O filho de Natalina continuava bulindo na barriga da mãe como se estivesse acompanhando também a busca que ela fazia na memória. Queria relembrar o caminho percorrido pelo carro. Um caminho que, por mais que se esforçasse, não conseguiria retomar e reconhecer nunca. Um trajeto que não pôde ver, pois tinha os olhos vendados pelos homens que chegaram de repente no seu barraco e a dominaram com força, perguntando-lhe pelo seu irmão. Ela não sabia o que responder. Não tinha irmão algum. Saíra de casa anos atrás, deixara a mãe, o pai e as seis irmãs. Os homens insistiam. Berravam dizendo que era pior e que não adiantava nada ela não dizer a verdade. De vez em quando, o que estava sentado no banco de trás com ela, fazia-lhe um carinho nas pernas. Ela arrepiava de pavor. As mãos estavam amarradas e doíam. Em um dado momento, o carro parou e o que estava ao seu lado desceu. Despediu-se dela passando novamente a mão em suas pernas. Bateu nas costas do que estava no volante e desejou-lhe bom proveito. O outro continuou calado. O carro seguiu em frente. Ela calculou que deveria ser umas três horas da madrugada, eles haviam chegado em seu barraco por volta da meia-noite. Estava fazendo muito frio. Natalina percebeu então que a marcha do carro diminuía e que estavam saindo da estrada e entrando no mato. Escutava o estalar de ramos secos. O homem desceu do carro puxou-a violentamente jogou-a no chão; depois desamarrou suas mãos e ordenou que lhe fizesse carinho. Natalina, entre o ódio e o pavor, obedecia a tudo. Na hora, quase na hora do gozo, o homem arrancou a venda dos olhos dela. Ela tremia, seu corpo, sua cabeça estavam como se fossem arrebentar de dor. A noite escura não permitia que divisasse o rosto do homem. Ele gozou feito cavalo enfurecido em cima dela. Depois tombou sonolento ao lado. Foi quando, ao consertar o corpo para se afastar dele, ela esbarrou em algo no chão. Pressentiu era a arma dele.
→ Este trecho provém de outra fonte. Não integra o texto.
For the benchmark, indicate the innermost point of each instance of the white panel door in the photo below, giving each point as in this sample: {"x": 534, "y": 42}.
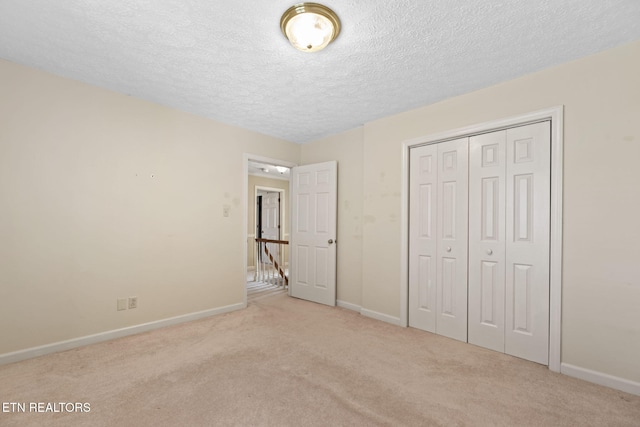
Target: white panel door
{"x": 313, "y": 232}
{"x": 487, "y": 157}
{"x": 423, "y": 184}
{"x": 528, "y": 195}
{"x": 452, "y": 240}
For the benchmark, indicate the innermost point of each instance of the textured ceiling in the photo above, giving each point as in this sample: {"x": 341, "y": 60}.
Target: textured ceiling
{"x": 227, "y": 60}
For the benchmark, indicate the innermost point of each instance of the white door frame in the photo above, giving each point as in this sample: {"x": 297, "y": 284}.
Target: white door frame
{"x": 556, "y": 115}
{"x": 246, "y": 157}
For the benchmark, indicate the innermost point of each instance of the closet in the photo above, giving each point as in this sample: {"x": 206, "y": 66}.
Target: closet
{"x": 479, "y": 236}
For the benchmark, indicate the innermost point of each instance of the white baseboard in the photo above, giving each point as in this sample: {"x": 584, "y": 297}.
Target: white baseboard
{"x": 348, "y": 306}
{"x": 380, "y": 316}
{"x": 29, "y": 353}
{"x": 607, "y": 380}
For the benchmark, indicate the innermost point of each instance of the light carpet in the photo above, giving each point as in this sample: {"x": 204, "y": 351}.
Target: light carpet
{"x": 287, "y": 362}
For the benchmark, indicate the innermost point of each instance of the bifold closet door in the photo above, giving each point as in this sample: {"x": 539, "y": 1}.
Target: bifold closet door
{"x": 438, "y": 223}
{"x": 528, "y": 189}
{"x": 509, "y": 207}
{"x": 452, "y": 239}
{"x": 487, "y": 225}
{"x": 423, "y": 191}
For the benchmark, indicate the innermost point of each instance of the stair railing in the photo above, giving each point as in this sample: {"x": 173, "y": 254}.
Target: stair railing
{"x": 271, "y": 264}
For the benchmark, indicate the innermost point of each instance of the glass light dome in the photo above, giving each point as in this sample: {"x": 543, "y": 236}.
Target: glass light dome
{"x": 310, "y": 27}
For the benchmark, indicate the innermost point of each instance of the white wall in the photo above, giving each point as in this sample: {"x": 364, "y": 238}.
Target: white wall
{"x": 106, "y": 196}
{"x": 601, "y": 269}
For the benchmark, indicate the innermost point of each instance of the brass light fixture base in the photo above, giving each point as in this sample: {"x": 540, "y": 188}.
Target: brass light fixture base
{"x": 324, "y": 26}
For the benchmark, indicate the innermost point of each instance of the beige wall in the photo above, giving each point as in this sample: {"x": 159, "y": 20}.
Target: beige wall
{"x": 261, "y": 181}
{"x": 107, "y": 196}
{"x": 346, "y": 148}
{"x": 82, "y": 221}
{"x": 601, "y": 275}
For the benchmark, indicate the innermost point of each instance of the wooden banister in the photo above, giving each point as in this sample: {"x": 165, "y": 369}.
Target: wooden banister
{"x": 279, "y": 242}
{"x": 279, "y": 269}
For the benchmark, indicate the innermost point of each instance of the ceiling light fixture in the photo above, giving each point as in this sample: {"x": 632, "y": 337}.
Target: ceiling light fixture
{"x": 310, "y": 27}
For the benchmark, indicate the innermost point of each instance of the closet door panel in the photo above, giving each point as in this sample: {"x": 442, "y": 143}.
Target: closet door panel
{"x": 452, "y": 239}
{"x": 528, "y": 192}
{"x": 423, "y": 183}
{"x": 487, "y": 157}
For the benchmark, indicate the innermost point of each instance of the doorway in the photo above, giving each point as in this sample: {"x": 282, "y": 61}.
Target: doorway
{"x": 266, "y": 214}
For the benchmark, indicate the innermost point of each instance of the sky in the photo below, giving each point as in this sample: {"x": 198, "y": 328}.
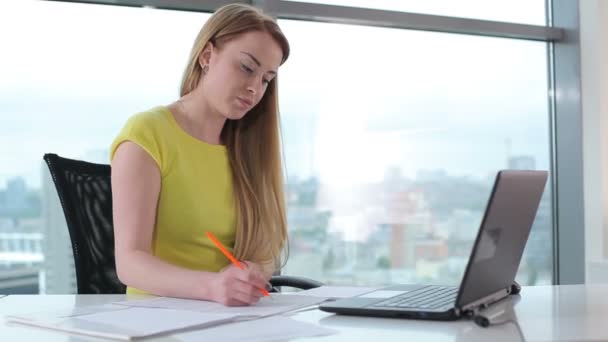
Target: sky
{"x": 354, "y": 100}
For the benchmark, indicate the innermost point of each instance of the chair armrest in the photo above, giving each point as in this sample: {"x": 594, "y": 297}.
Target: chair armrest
{"x": 297, "y": 282}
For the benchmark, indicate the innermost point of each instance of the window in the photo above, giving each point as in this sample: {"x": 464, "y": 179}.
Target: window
{"x": 392, "y": 137}
{"x": 514, "y": 11}
{"x": 71, "y": 75}
{"x": 392, "y": 141}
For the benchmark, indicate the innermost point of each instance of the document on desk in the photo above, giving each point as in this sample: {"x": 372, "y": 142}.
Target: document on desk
{"x": 121, "y": 322}
{"x": 267, "y": 306}
{"x": 274, "y": 328}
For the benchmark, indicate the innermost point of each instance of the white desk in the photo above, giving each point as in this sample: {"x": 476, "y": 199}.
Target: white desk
{"x": 543, "y": 313}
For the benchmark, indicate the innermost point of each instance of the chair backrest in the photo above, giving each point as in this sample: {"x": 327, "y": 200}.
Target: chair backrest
{"x": 85, "y": 193}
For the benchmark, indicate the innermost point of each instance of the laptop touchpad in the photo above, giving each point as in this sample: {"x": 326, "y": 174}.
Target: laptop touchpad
{"x": 382, "y": 294}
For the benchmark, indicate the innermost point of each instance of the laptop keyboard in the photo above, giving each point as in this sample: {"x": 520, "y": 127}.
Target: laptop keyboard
{"x": 427, "y": 298}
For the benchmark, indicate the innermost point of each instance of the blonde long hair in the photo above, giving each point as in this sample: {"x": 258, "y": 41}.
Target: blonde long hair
{"x": 253, "y": 142}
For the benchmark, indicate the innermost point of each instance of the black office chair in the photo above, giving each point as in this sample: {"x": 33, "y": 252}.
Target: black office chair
{"x": 85, "y": 193}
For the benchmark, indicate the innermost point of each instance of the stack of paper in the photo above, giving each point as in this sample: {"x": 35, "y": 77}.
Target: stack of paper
{"x": 131, "y": 319}
{"x": 121, "y": 322}
{"x": 267, "y": 306}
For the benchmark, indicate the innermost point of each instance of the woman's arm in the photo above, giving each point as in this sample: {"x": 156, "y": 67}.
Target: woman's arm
{"x": 136, "y": 185}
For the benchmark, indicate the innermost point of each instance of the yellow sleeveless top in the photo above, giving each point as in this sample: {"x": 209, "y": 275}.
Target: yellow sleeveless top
{"x": 195, "y": 193}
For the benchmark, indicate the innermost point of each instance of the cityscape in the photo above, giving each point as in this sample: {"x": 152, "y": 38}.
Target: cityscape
{"x": 400, "y": 230}
{"x": 389, "y": 156}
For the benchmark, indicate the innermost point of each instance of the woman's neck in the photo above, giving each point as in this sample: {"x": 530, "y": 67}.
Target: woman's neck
{"x": 199, "y": 119}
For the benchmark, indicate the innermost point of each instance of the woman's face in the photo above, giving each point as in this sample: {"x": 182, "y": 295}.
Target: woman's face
{"x": 239, "y": 71}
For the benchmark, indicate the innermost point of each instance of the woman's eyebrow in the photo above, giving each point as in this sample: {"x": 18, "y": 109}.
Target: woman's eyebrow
{"x": 257, "y": 61}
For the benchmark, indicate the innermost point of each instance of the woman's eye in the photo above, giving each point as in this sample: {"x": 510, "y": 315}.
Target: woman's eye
{"x": 246, "y": 69}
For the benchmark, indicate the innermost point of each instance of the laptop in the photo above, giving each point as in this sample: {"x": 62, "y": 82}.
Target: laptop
{"x": 491, "y": 269}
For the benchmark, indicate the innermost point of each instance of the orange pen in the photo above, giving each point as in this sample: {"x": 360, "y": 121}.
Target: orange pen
{"x": 231, "y": 258}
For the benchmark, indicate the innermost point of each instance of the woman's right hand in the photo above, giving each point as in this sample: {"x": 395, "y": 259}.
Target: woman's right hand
{"x": 233, "y": 286}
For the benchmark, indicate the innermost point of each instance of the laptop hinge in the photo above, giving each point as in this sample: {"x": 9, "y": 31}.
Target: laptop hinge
{"x": 485, "y": 301}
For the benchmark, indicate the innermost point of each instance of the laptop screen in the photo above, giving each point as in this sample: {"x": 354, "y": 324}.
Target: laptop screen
{"x": 502, "y": 237}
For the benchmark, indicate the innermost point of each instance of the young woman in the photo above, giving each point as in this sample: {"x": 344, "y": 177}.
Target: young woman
{"x": 208, "y": 162}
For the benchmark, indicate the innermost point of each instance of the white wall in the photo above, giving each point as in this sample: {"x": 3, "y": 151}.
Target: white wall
{"x": 594, "y": 63}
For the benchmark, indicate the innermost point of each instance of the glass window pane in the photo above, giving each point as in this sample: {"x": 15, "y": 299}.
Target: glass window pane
{"x": 71, "y": 75}
{"x": 392, "y": 142}
{"x": 515, "y": 11}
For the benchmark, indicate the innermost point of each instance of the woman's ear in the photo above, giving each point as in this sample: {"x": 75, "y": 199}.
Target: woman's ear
{"x": 205, "y": 57}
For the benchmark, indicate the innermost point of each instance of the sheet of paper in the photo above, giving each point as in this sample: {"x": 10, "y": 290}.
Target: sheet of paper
{"x": 333, "y": 292}
{"x": 122, "y": 323}
{"x": 277, "y": 304}
{"x": 275, "y": 328}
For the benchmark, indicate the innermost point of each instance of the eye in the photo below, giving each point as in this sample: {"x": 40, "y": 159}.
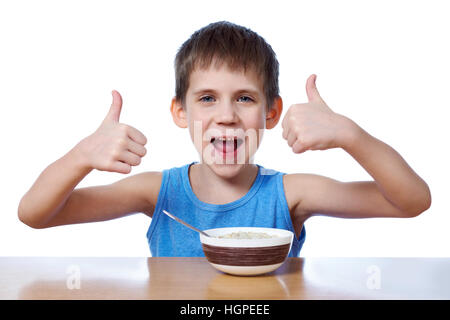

O movimento foi rápido. O tiro foi certeiro e tão próximo que Natalina pensou estar se matando também. Fugiu. Guardou tudo só pra ela. A quem dizer? O que fazer? Só que guardou mais do que o ódio, a vergonha, o pavor, a dor de ter sido violentada. Guardou mais do que a coragem da vingança e da defesa. Guardou mais do que a satisfação de ter conseguido retomar a própria vida. Guardou a semente invasora daquele homem. Poucos meses depois, Natalina se descobria grávida.

Estava feliz. O filho estava para arrebentar no mundo a qualquer hora. Estava ansiosa para olhar aquele filho e não ver a marca de ninguém, talvez nem dela. Estava feliz e só consigo mesma. Lembrava de Sá Praxedes e sorria. Aquela criança, Sá Praxedes não ia conseguir comer nunca. Um dia, quando era quase menina ainda, saíra da cidade onde nascera fugindo da velha parteira. Agora, bem recentemente, saíra de outra cidade fugindo do comparsa de um homem que ela havia matado. Sabia que o perigo existia, mas estava feliz. Brevemente iria parir um filho. Um filho que fora concebido nos frágeis limites da vida e da morte.